2 years ago
Monday, July 16, 2018
An Armorial "Antiques Roadshow" Find
I pretty regularly watch the television series Antiques Roadshow, both the English and the American versions. Partly because of my interest in history, partly because I learn a lot from listening the appraisers, and, yes, a little bit because I hope that someday soon something I own (besides my heraldry books) will be found to be worth lot of money. (The fact that this latter has not yet happened, and realistically, probably never will, has done nothing to dampen my enthusiasm.)
Anyway, we were watching the latest episode of the American version of the series on our local Public Broadcasting Service station, KERA, and one of the items that had been brought in for an appraisal was one that immediately caught my eye: a piece of armorial china.
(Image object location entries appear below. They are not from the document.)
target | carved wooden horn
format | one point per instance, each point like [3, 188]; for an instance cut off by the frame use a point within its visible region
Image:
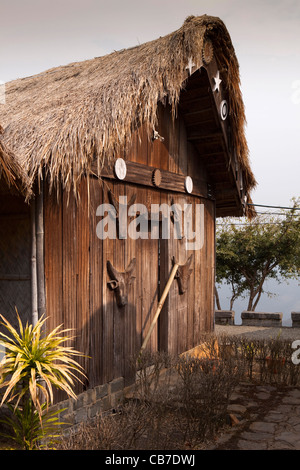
[183, 274]
[120, 281]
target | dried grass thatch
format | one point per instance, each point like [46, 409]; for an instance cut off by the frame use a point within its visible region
[11, 172]
[62, 119]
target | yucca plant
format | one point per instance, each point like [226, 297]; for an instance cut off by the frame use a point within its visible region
[34, 364]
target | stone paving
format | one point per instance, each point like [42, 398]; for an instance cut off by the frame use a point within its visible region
[262, 418]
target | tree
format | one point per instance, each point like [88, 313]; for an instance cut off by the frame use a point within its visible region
[250, 252]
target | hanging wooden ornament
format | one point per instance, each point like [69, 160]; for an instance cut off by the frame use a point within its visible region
[120, 168]
[188, 184]
[207, 51]
[224, 110]
[156, 177]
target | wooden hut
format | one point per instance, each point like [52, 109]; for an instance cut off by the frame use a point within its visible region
[160, 123]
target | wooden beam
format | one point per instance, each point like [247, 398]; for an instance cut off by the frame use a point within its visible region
[140, 174]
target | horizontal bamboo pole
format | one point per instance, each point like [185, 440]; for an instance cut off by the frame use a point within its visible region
[160, 305]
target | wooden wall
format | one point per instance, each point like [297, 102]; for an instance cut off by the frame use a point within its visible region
[77, 293]
[15, 254]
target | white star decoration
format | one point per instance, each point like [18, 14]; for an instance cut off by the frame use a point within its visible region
[217, 81]
[190, 65]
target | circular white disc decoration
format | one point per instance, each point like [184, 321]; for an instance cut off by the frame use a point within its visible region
[120, 168]
[188, 184]
[224, 110]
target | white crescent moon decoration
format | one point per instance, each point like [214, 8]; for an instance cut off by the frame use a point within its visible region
[120, 168]
[188, 184]
[224, 110]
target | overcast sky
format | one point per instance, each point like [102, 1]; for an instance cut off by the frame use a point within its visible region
[39, 34]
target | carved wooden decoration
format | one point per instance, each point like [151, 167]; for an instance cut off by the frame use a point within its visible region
[120, 168]
[188, 184]
[183, 274]
[156, 177]
[120, 281]
[217, 81]
[224, 110]
[190, 65]
[207, 52]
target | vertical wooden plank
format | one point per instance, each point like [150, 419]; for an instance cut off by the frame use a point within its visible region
[130, 348]
[108, 305]
[120, 313]
[82, 287]
[53, 260]
[96, 285]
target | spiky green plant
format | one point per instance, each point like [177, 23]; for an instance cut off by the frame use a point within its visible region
[34, 364]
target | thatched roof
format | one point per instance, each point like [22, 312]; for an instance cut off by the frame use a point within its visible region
[12, 174]
[63, 118]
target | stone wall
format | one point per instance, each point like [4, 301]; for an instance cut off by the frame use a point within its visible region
[226, 317]
[261, 319]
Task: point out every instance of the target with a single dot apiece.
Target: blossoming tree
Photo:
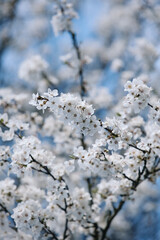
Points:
(76, 184)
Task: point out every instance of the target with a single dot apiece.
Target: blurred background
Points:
(120, 39)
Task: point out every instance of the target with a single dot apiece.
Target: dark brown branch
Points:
(110, 219)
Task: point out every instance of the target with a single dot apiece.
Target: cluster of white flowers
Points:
(33, 69)
(62, 20)
(7, 192)
(10, 126)
(70, 109)
(65, 174)
(154, 113)
(138, 95)
(27, 218)
(25, 151)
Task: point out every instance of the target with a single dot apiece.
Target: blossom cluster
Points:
(69, 108)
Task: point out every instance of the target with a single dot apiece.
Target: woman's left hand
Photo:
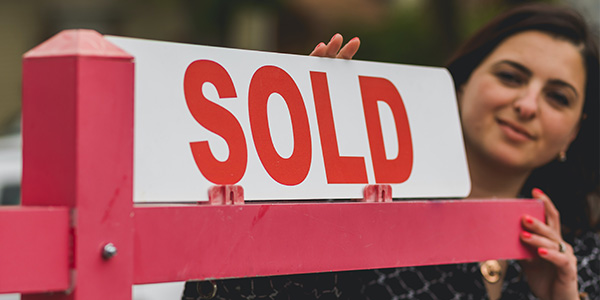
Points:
(552, 274)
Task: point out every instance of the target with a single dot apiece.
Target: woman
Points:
(527, 87)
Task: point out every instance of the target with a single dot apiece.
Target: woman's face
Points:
(522, 104)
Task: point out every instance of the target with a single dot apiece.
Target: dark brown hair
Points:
(570, 183)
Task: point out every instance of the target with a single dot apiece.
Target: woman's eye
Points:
(509, 78)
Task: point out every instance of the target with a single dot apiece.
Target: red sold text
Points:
(294, 169)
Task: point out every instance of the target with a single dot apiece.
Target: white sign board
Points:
(289, 126)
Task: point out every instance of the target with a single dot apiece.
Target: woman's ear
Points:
(572, 137)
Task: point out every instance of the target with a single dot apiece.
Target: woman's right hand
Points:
(332, 49)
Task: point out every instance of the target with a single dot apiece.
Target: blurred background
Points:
(423, 32)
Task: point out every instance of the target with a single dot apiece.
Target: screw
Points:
(109, 251)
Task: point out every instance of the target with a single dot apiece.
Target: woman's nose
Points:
(526, 104)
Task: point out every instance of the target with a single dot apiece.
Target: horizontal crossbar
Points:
(224, 241)
(34, 249)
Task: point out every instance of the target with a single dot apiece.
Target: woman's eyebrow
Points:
(564, 84)
(516, 65)
(528, 72)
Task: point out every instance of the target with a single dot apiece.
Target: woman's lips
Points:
(515, 131)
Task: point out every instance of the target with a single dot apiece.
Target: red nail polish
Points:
(536, 191)
(529, 220)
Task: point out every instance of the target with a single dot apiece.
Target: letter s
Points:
(217, 120)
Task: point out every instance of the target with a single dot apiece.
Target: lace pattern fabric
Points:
(460, 281)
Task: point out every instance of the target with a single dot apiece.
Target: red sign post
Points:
(79, 235)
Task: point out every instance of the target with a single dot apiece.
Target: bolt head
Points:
(109, 251)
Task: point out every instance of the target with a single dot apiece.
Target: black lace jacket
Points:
(460, 281)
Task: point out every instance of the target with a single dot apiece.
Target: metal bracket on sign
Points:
(377, 193)
(226, 195)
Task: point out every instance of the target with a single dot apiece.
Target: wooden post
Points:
(78, 153)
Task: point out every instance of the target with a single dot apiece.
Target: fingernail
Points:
(529, 220)
(334, 36)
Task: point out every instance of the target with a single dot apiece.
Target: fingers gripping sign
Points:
(332, 49)
(555, 257)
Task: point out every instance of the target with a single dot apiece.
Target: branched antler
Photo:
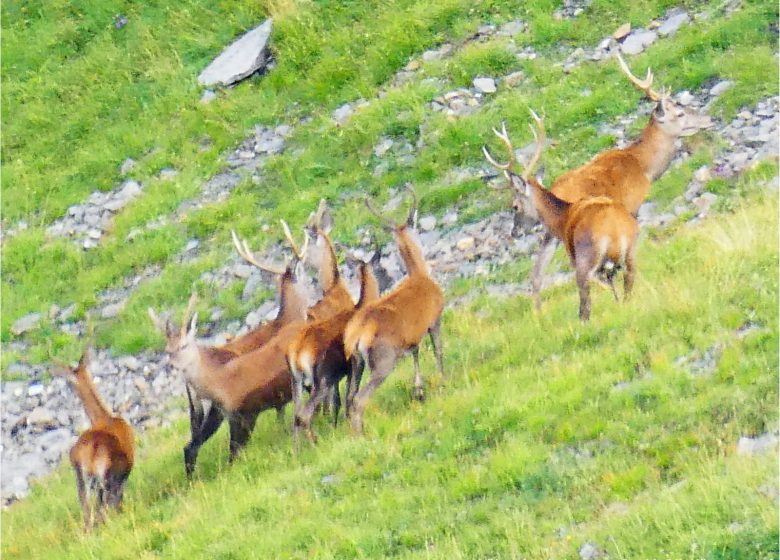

So I whipped out my cell phone (whatever did we do in the olden days when we didn't have telephones in our pockets that would also take pictures?) and took a shot of the screen:
The appraiser spent a fair bit of the few minutes he had on-screen talking about the Chinese export trade and the figures in the white cartouches on the gold circle inside the rim of the plate. (My memory of what he said about them is that on china for use in China, there would be four, or perhaps six, different figures. On this plate, for the European trade, there are only two, which are repeated. This last was apparently something that would never have been done for use in China. The feeling that I got from his description was of a number of Chinese porcelain painters sitting around discussing among themselves that they didn't have to put in more effort than necessary, because the "foreign devils" would buy anything. Hahahahahahaha. But maybe I'm reading too much into a sixty to ninety second appraisal.)
Anyway, my interest, of course, was to see if I could identify the martial arms on the plate. And, sure enough, a quick review of Papworth's Ordinary of British Armorials, Burke's General Armory, and Fairbairn's Crests came up with the following:
The husband's arms (on the dexter, or left for the viewer, side of the shield):
Martin: Azure two bars or in chief a rose between two bugle-horns (no tincture given; on this plate they are argent). (Papworth)
Martin: Azure two bars or in chief a rose between two bugle-horns of the first. (Nope, nope, nope. That makes the charges in chief azure on azure, and thus effectively invisible. That cannot be correct.) (Burke)
The wife's arms (on the sinister, or right for the view, side of the shield):
Peck: Or on a chevron gules three crosses patty of the first. (Papworth)
Peck (Samford Hill, co. Essex, and Wood-Pelling and Methwould, co. Norfolk, temp. Charles II.). Or on a chevron gules three crosses formée of the field. Crest – Two lances or in saltire headed argent pennons hanging to them gold each charged with a cross formée gules the spears enfiled with a chaplet vert. (Burke)
The crest, An anchor or surmounted by a bugle-horn sable does not appear in Fairbairn’s Crests.
I have been unable to find which Mr. Martin married which Miss Peck, or when, or where, but it's nice to know that they were able to set their dinner table with a setting of nice chinaware with their marital coat of arms upon it.
And as I have noted many times before, you can find heraldry everywhere, even when you're just sitting of an evening relaxing while watching TV, with no expectation of seeing a coat of arms.